High density polyethylene (HDPE) is expected to grow at an above average pace through 2016. Although constrained by slow growth in applications such as retail bags, HDPE film will exhibit gains in packaging for snack foods, baked goods, and grain mill products.
Demand for polypropylene film will also be above average through the forecast period, with packaging for snack foods, baked goods, and grain mill products the leading applications. Polyethylene terephthalate (PET) film demand will remain essentially unchanged, with increases in packaging demand for snack foods, dairy products, and frozen food offset by the continued decline in demand for photographic and magnetic film. Polyvinyl chloride (PVC) film demand is expected to grow at a below average rate through 2016, primarily due to packaging for medical products and shrink wrap applications. Degradable plastic film will experience the fastest growth at more than 10 percent per annum through 2016, driven by efforts to develop more sustainable and environmentally friendly products.
Nonfood packaging to be fastest growing market
Plastic film demand in nonfood packaging is forecast to grow at the fastest rate of all film markets, driven by packaging for medical products and pharmaceuticals needed to care for an aging population. Solid growth is also expected for food packaging with the fastest gains in weight saving pouches for beverages, packaging for frozen foods and confections, and packages designed to extend the shelf life of produce and dairy. Nonpackaging applications will expand at a slightly below average rate, limited by slow growth in trash bags and other applications such as disposable diapers. Growth in secondary packaging will also be below average, constrained by efforts to reduce or eliminate the use of plastic retail bags.
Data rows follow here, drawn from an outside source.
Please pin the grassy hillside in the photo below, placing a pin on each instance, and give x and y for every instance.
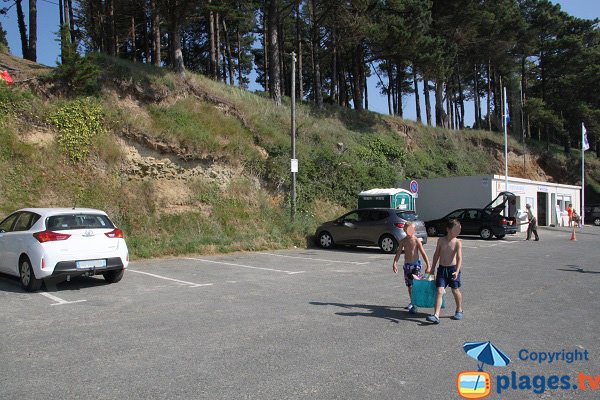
(195, 166)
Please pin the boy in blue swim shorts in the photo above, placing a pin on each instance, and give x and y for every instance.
(412, 246)
(449, 253)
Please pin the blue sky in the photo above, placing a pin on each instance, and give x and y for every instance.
(48, 48)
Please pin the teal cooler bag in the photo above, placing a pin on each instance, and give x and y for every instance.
(423, 293)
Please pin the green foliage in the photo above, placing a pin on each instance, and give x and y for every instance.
(79, 122)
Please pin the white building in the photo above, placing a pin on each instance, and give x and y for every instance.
(438, 196)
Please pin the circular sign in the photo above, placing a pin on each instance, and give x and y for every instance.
(414, 187)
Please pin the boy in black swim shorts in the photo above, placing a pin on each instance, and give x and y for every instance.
(412, 246)
(449, 253)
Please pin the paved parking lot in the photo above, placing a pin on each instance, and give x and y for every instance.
(302, 324)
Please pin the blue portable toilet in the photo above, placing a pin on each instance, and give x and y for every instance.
(400, 199)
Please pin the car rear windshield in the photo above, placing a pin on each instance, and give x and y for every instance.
(407, 216)
(78, 221)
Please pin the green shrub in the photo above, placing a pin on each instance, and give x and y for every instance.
(78, 122)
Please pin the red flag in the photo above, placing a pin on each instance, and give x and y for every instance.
(7, 78)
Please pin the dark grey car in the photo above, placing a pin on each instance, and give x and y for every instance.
(381, 227)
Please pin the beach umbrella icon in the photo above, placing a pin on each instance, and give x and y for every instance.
(486, 353)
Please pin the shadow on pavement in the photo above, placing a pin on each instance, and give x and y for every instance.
(577, 268)
(12, 284)
(392, 314)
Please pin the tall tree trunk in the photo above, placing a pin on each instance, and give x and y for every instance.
(389, 89)
(489, 94)
(224, 64)
(427, 100)
(266, 51)
(399, 82)
(71, 21)
(282, 70)
(155, 33)
(273, 53)
(393, 88)
(356, 78)
(366, 93)
(417, 99)
(228, 47)
(450, 105)
(213, 46)
(22, 28)
(110, 20)
(316, 41)
(461, 104)
(299, 47)
(333, 92)
(133, 47)
(32, 51)
(176, 54)
(239, 56)
(146, 34)
(217, 45)
(525, 132)
(476, 96)
(440, 117)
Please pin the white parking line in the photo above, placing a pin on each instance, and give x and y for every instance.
(58, 300)
(317, 259)
(190, 284)
(246, 266)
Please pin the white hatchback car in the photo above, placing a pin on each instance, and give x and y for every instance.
(38, 243)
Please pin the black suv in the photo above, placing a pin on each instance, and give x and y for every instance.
(592, 214)
(485, 222)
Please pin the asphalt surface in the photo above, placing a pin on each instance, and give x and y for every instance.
(306, 324)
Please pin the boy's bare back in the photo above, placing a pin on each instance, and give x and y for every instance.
(411, 248)
(448, 250)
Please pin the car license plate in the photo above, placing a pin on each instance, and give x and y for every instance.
(91, 264)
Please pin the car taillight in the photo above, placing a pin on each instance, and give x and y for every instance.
(49, 236)
(115, 233)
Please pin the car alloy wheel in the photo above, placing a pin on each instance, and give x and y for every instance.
(388, 244)
(325, 240)
(28, 279)
(485, 233)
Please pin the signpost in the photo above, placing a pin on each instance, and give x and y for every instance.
(414, 186)
(414, 189)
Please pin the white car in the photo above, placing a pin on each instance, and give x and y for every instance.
(38, 243)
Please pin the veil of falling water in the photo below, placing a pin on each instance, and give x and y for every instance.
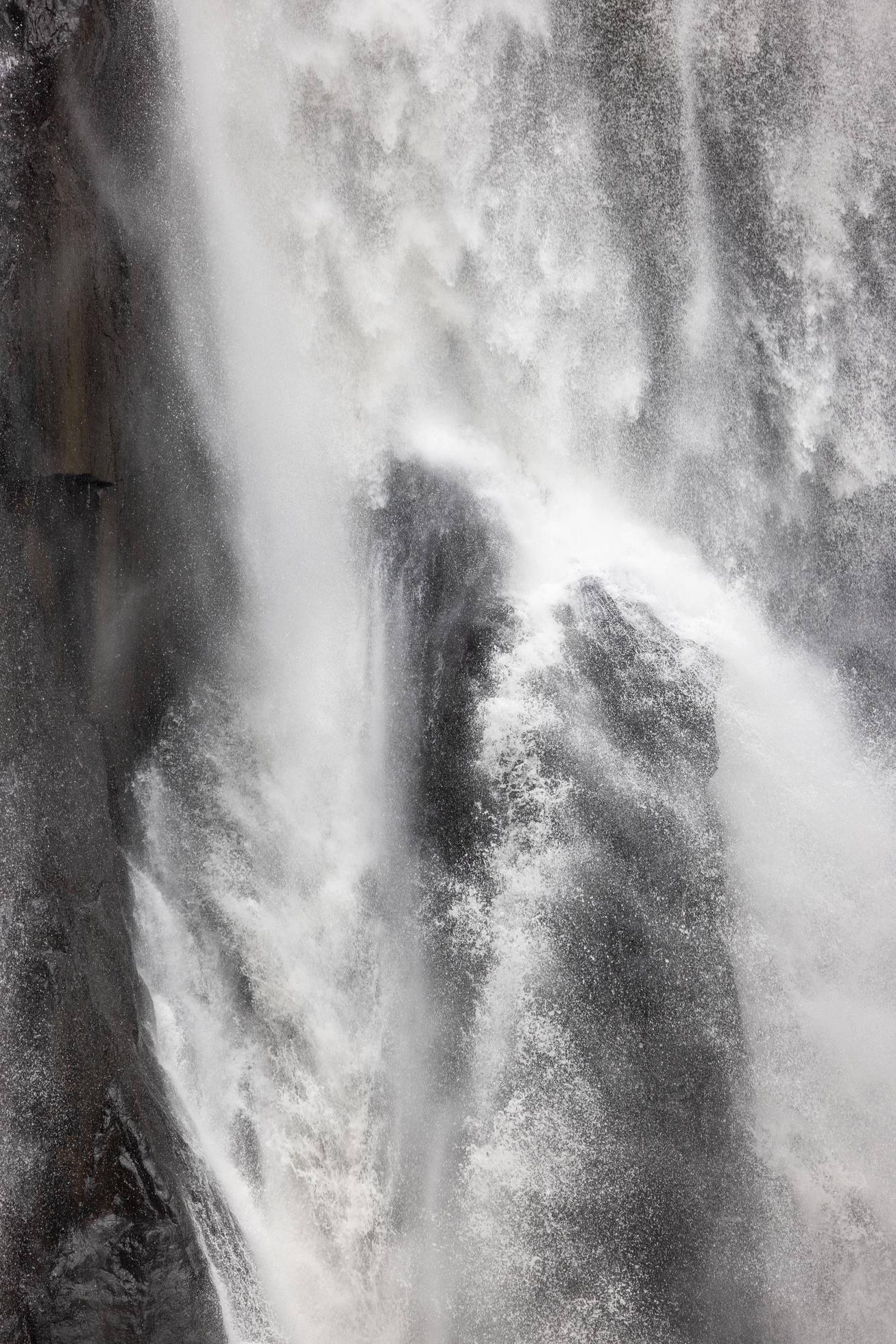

Company Profiles for 37 Competitors In the US Industry Such as Bemis, Berry Plastics, Inteplast Group, Sealed Air, and Sigma Plastics
This comprehensive study examines the plastic film industry in the United States by resin type and market. Historical data are provided for 2001, 2006, and 2011 with forecasts for the years 2016 and 2021. Plastic film is generally defined as having a thickness of 12 mils and below. “Demand” is equal to US production plus imports minus exports. This is synonymous with terms such as “sales” and “apparent consumption.” Demand represents actual poundage consumed; conversion loss is not included. Unless otherwise noted, all data are presented in pounds.
Information and data on the plastic film industry were obtained from a variety of primary and secondary sources. Consultations with film producers, resin producers, resin distributors, end users, consultants, industry specialists, and trade associations personnel were pursued. Secondary data were obtained from government, trade associations and other private sources, including material from the American Plastics Council, The Institute of Packaging Professionals, The Society of Plastics Engineers, and the Society of the Plastics Industry. Corporate information sources included annual reports, SEC Form10- K filings, product releases, prospectuses, and conversations with responsible officers within the companies themselves. Chemical & Engineering News, Chemical Week, Flexible Packaging, ICIS Chemical Business, Journal of Plastic Film & Sheeting, Modern Plastics, Paper/Film & Foil Converter, Plastics Engineering, Plastics News, and Plastics Technology were among the publications examined for background information.